Autoras do trabalho, psicólogas buscam devolver qualidade de vida aos pacientes

Por bferreira

Rio - O diagnóstico, muitas vezes, é um susto e o tratamento, um peso. Mas por que não mudar a visão sobre a doença crônica e encará-la até com bom humor? Escrito por duas psicólogas, o livro ‘</DC>A visita inesperada — quando uma doença chega à sua casa para tumultuar’ pretende ensinar aos pacientes uma nova forma de lidar com as enfermidades.

A obra de ficção será lançada no próximo dia 27. As ‘visitas inesperadas’ que batem à porta sem avisar — e não vão embora — são doenças como diabetes, Alzheimer, Aids e câncer. Na história, depois de receber o diagnóstico, o personagem principal inicia o tratamento psicológico para trabalhar sentimentos como impotência, culpa, revolta e medo.

“Essas são sensações também são compartilhadas pelos nossos clientes no dia a dia do consultório”, cita a psicóloga Ana Luiza Novis, autora do livro junto com a colega Lucia Helena Abdalla.

No livro, elas usam a chamada Terapia Narrativa, criada por terapeutas australianos, especialistas em casos de difícil solução. A metodologia serve para qualquer adversidade, mas as psicólogas escolheram as doenças crônicas por serem muito frequentes nas consultas.

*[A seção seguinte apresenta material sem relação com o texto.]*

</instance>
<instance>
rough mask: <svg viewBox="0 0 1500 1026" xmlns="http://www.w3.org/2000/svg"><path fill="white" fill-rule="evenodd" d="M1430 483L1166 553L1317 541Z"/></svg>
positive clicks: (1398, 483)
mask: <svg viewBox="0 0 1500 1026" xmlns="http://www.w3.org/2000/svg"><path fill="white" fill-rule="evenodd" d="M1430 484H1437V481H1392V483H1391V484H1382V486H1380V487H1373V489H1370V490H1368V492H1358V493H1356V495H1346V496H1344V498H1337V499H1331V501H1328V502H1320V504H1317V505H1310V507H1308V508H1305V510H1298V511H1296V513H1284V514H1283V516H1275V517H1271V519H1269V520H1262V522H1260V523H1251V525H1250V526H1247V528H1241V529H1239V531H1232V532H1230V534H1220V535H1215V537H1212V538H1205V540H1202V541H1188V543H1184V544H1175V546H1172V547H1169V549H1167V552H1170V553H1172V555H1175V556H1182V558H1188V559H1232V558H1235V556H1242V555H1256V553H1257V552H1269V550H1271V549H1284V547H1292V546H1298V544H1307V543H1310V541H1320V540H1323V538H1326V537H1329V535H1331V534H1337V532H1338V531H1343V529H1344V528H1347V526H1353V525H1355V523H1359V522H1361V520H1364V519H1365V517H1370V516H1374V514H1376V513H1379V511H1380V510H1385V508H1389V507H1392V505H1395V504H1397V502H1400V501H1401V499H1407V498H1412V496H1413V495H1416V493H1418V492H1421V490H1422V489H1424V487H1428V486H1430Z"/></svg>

Segundo Ana Luiza, a terapia recorre ao lúdico paratratar assuntos delicados. Uma das estratégias, diz, é relembrar à pessoa experiências da própria vida em que ela superou desafios e estimulá-la a lidar com os contratempos da doença crônica. “A pessoa convive com a doença, mas não pode colocar o mal como se fosse o ponto principal da sua identidade”.

A especialista afirma ainda que o aspecto psicológico do paciente deve ser considerado por médicos. Para ela, a reação emocional ao diagnóstico pode interferir na adesão ao tratamento. “Nosso objetivo é resgatar a qualidade de vida das pessoas e devolver a esperança”

Tratamento psicológico ajuda o corpo

O tratamento psicológico traz benefícios também para o organismo, explica Liliane Guimarães, coordenadora de emergência do Hospital Balbino. Ela cita que o equilíbrio emocional evita a tensão, que libera adrenalina e cortisol. As substâncias podem causar taquicardia e aumentar a pressão arterial. “Em geral, os pacientes respondem melhor quando têm apoio psicológico.